Good points. It occurred to me after reading your comment that even if a Christian truly loved the person they were talking to about their faith, they might not do it in the most loving way. Case in point: I once had a friend I cared about very much, and our arguments about faith were more heated than anything I've ever experienced. On the other hand, I'm pretty sure we both knew we were safe to argue like that (even when it didn't seem--or feel--very loving) because we DID care about each other.

Also, I appreciate your point about Christian assumptions about atheist morals. You're right; it seems to be an overall "Christian" presupposition. And you're right. It isn't fair, largely because it isn't accurate.

I suppose it probably comes from a couple of different factors. The first may, unfortunately, be fear. But I wouldn't rule out the atheists who ARE blatantly immoral (not that some self-proclaiming Christians aren't, either). Another reason for the assumption might be the inability to understand where a moral standard comes from without a God to "pin it on," so to speak. I'm puzzled by this myself; maybe you could help me.

Finally, I wonder if sometimes Christians resort to argument instead of loving dialogue because of atheist accusations of "blind faith." I think that phrase is probably just as incendiary and just as unfair as as the assumption of atheist immorality. Of course some people never examine the "faith of their fathers (and mothers)." But that doesn't meant that NOBODY ever does.

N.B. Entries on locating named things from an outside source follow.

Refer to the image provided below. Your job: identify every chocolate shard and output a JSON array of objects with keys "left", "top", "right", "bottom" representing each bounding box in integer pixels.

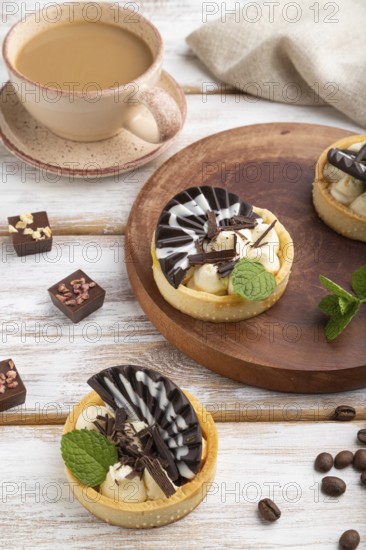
[
  {"left": 251, "top": 220, "right": 277, "bottom": 248},
  {"left": 188, "top": 248, "right": 236, "bottom": 265},
  {"left": 115, "top": 407, "right": 128, "bottom": 430},
  {"left": 327, "top": 144, "right": 366, "bottom": 181},
  {"left": 151, "top": 425, "right": 179, "bottom": 481},
  {"left": 217, "top": 260, "right": 239, "bottom": 277},
  {"left": 143, "top": 457, "right": 175, "bottom": 498},
  {"left": 229, "top": 216, "right": 258, "bottom": 229},
  {"left": 207, "top": 210, "right": 217, "bottom": 239}
]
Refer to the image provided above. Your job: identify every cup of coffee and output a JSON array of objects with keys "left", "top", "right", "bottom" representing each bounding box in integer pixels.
[{"left": 3, "top": 2, "right": 182, "bottom": 143}]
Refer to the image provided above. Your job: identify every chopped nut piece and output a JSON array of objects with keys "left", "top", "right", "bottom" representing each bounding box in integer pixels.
[
  {"left": 32, "top": 231, "right": 44, "bottom": 241},
  {"left": 19, "top": 212, "right": 33, "bottom": 225},
  {"left": 15, "top": 221, "right": 27, "bottom": 229},
  {"left": 43, "top": 226, "right": 52, "bottom": 239},
  {"left": 57, "top": 283, "right": 69, "bottom": 294}
]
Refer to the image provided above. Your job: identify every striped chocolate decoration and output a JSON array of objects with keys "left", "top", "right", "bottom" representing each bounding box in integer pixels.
[
  {"left": 155, "top": 186, "right": 259, "bottom": 288},
  {"left": 88, "top": 365, "right": 202, "bottom": 486}
]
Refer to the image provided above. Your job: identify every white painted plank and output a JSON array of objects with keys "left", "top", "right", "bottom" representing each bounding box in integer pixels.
[
  {"left": 0, "top": 95, "right": 362, "bottom": 235},
  {"left": 0, "top": 422, "right": 366, "bottom": 550},
  {"left": 0, "top": 236, "right": 366, "bottom": 424}
]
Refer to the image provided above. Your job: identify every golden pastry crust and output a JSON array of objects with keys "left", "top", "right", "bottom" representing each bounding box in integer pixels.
[
  {"left": 63, "top": 391, "right": 218, "bottom": 529},
  {"left": 151, "top": 206, "right": 294, "bottom": 323},
  {"left": 313, "top": 135, "right": 366, "bottom": 242}
]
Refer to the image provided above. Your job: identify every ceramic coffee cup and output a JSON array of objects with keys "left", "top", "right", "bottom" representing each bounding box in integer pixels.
[{"left": 3, "top": 2, "right": 182, "bottom": 143}]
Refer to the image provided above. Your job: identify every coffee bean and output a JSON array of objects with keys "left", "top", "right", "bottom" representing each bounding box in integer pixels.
[
  {"left": 322, "top": 476, "right": 346, "bottom": 497},
  {"left": 334, "top": 451, "right": 353, "bottom": 470},
  {"left": 314, "top": 453, "right": 333, "bottom": 473},
  {"left": 332, "top": 405, "right": 356, "bottom": 422},
  {"left": 258, "top": 498, "right": 281, "bottom": 521},
  {"left": 339, "top": 529, "right": 360, "bottom": 550},
  {"left": 357, "top": 428, "right": 366, "bottom": 444},
  {"left": 353, "top": 449, "right": 366, "bottom": 472}
]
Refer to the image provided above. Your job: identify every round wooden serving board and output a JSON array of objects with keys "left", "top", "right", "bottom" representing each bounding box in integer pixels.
[{"left": 126, "top": 123, "right": 366, "bottom": 399}]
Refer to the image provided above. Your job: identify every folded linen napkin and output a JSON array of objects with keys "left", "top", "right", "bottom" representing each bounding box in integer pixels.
[{"left": 187, "top": 0, "right": 366, "bottom": 126}]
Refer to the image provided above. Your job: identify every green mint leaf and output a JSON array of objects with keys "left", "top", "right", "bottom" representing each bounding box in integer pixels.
[
  {"left": 61, "top": 430, "right": 118, "bottom": 487},
  {"left": 319, "top": 294, "right": 342, "bottom": 317},
  {"left": 319, "top": 275, "right": 355, "bottom": 300},
  {"left": 325, "top": 301, "right": 361, "bottom": 341},
  {"left": 352, "top": 265, "right": 366, "bottom": 300},
  {"left": 337, "top": 296, "right": 358, "bottom": 315},
  {"left": 231, "top": 258, "right": 277, "bottom": 301}
]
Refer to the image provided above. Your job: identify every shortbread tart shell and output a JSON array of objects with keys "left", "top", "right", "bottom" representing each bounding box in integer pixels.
[
  {"left": 313, "top": 135, "right": 366, "bottom": 242},
  {"left": 151, "top": 206, "right": 294, "bottom": 323},
  {"left": 63, "top": 391, "right": 218, "bottom": 529}
]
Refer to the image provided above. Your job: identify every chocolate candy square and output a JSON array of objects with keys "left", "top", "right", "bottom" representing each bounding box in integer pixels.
[
  {"left": 8, "top": 212, "right": 52, "bottom": 256},
  {"left": 48, "top": 269, "right": 105, "bottom": 323},
  {"left": 0, "top": 359, "right": 27, "bottom": 412}
]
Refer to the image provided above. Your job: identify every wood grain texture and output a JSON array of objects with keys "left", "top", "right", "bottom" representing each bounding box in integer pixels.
[
  {"left": 0, "top": 422, "right": 366, "bottom": 550},
  {"left": 126, "top": 123, "right": 366, "bottom": 393},
  {"left": 0, "top": 95, "right": 362, "bottom": 235},
  {"left": 0, "top": 236, "right": 366, "bottom": 424}
]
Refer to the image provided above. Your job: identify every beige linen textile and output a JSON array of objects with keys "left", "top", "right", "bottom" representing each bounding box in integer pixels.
[{"left": 187, "top": 0, "right": 366, "bottom": 126}]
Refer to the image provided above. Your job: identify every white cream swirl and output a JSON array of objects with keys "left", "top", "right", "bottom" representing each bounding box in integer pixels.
[{"left": 187, "top": 220, "right": 280, "bottom": 296}]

Just because, say, I couldn't convince you in an intellectual argument that there is a God, and that Jesus is the unique human manifestation of that God, and that it's in everyone's best interests to spend their lives learning to trust Him and follow Him, doesn't mean that I haven't examined (and struggled through, and fought with) the concepts. And it doesn't mean that I haven't found them satisfying. I have, on many levels. Just because you can't understand all the processes and evidences that I have for my faith (as I can't see yours), doesn't mean I'm following it blindly.

Barry Pike said...

A beautiful and thoughtful response, Jenn. Thank you.